In 2009 the United States Congress agreed to set aside 94 percent of Rocky Mountain National Park as designated wilderness. This act was the result of a thirty-five-year process. The National Wilderness Preservation System (NWPS), of which most of Rocky is now a part, receives much greater protection than other national lands but also has to adhere to much higher standards. In these lands mining, logging, mechanized vehicles, road building, etc., are not allowed, while noninvasive activities such as hiking, skiing, fishing, climbing, and snowshoeing are permitted. These areas operate under a Leave No Trace policy.
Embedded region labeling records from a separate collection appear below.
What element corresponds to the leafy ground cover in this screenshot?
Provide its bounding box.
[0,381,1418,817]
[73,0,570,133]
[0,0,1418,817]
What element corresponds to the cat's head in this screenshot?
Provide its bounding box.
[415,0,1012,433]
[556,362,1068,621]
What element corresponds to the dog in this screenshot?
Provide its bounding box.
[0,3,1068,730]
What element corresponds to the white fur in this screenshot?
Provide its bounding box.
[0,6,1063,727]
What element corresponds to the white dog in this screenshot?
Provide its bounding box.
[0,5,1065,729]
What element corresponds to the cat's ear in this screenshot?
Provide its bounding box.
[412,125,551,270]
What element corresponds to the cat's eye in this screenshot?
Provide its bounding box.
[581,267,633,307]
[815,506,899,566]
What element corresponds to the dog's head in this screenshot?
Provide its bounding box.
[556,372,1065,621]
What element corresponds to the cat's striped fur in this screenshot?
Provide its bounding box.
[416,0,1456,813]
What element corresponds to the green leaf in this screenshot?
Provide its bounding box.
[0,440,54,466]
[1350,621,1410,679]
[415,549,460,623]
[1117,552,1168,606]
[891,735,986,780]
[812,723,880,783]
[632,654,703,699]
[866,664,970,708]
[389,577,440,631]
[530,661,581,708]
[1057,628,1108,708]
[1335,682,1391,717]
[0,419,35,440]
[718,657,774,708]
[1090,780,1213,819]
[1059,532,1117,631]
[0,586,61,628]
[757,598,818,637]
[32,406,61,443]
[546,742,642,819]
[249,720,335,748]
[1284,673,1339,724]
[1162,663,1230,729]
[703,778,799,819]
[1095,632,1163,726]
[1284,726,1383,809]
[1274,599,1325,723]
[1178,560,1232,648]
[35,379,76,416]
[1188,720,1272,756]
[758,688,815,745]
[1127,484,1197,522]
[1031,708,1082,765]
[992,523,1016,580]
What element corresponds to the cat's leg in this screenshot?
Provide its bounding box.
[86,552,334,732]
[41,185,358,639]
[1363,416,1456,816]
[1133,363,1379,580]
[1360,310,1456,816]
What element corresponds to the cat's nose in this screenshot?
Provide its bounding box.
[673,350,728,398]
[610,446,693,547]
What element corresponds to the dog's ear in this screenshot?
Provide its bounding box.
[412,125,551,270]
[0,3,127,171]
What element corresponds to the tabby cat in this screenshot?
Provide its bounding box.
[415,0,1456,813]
The NWPS describes wilderness as “an area where the earth and its community of life are untrammeled by man, where man himself is a visitor who does not remain." It is further defined as "an area of undeveloped Federal land retaining its primeval character and influence, without permanent improvements or human habitation, which is protected and managed so as to preserve its natural conditions." The hope is that by treating these areas as true wilderness, the various ecosystems within it will be able to thrive for thousands of years with little damage by people.

Summer Dream
Summer in a remote area of Rocky Mountain National Park

Because of this status, the Park Service greatly limits its own activity in the wilderness areas. You will not find park employees driving snowmobiles or ATVs into the backcountry to patrol or conduct rescues. You will not see emergency phones or radios. You will find signage to be at a bare minimum, requiring you to be your own navigator. There are no handrails on steep trails. You will also notice that trail crews are using manual tools to do the backbreaking work of trail repair rather than noisier modern power tools, thereby keeping the forest a peaceful place so that the creatures who live there can flourish. The NPS takes great effort to keep the wilderness truly wild and not to tame it. They understand the value of having lands where nature can thrive without the impact of humankind. Those who venture into the backcountry need to realize that it is true wilderness with all of the beauty and dangers that come with it.